I am an "event learning" consultant and practitioner and have been since 1974.
When something goes "wrong" -- an injury, explosion, loss of revenue, etc. high hazard industries are required to learn from them.
Almost all events of these sorts can be traced to people who did something "wrong," IN RETROSPECT. That is, I'm NOT talking about intentional harm, or morally or ethically "wrong" here.

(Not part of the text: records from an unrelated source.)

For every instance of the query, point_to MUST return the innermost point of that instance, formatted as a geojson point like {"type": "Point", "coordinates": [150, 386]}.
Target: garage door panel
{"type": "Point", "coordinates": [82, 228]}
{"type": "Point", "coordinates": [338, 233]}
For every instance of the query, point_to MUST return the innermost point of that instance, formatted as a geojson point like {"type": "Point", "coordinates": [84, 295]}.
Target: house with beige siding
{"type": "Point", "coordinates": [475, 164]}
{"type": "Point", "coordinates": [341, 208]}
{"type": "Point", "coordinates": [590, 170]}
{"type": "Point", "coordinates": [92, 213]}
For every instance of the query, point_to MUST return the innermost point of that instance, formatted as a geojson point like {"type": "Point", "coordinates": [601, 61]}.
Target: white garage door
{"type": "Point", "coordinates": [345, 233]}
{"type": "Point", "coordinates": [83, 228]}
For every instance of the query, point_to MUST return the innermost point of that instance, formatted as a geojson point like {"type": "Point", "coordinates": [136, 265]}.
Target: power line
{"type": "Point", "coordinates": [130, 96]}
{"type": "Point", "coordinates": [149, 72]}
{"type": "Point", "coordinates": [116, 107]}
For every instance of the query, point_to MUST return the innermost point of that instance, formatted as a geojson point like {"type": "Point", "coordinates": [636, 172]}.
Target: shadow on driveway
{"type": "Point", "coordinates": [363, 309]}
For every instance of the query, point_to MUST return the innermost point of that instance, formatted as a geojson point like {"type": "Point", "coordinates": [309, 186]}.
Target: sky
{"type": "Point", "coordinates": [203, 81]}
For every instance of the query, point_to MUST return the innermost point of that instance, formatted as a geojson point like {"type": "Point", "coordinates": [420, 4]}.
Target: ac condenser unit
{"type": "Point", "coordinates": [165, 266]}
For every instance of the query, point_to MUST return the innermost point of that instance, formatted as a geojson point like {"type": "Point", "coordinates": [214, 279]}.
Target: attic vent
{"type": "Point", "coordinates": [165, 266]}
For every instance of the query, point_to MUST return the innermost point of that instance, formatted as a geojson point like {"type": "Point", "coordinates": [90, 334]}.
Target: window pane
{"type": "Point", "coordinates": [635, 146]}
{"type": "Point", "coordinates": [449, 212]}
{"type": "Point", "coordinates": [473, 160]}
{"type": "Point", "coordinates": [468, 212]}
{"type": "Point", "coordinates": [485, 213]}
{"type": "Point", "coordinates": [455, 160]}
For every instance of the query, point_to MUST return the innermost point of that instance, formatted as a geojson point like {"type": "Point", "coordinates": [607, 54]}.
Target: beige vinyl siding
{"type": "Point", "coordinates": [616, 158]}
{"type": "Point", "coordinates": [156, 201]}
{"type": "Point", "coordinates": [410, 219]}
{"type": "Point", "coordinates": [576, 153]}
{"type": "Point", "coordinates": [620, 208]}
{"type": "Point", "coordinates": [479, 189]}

I AM talking about, in retrospect, "I should not have flown my drone in those high wind conditions because it ended up crashing my drone."
I'm trying to use "retrospection" to get people to realize what they DID, and then get them to acknowledge that whatever they did was "wrong." "I flew my drone in high wind conditions, and in retrospect I acknowledge this was wrong."
There are parts of our behavior that are"wrong" in the sense that they will either harm us or other people -- even though we are not aware of them at the time.
But in using the word "wrong," I am getting a lot of push-back these days from people thinking "it's a finger pointing exercise." Far from that, we're asking individual people to look at themselves as part of an incident and SELF-ADMIT what they did that contributed to an incident.
I need to know the kinds of things I do that are "wrong," so that I can change those kinds of things.
So again, can anyone thing of a better word to use instead of:
Who did what WRONG? A word that does not imply morally or ethically "bad?"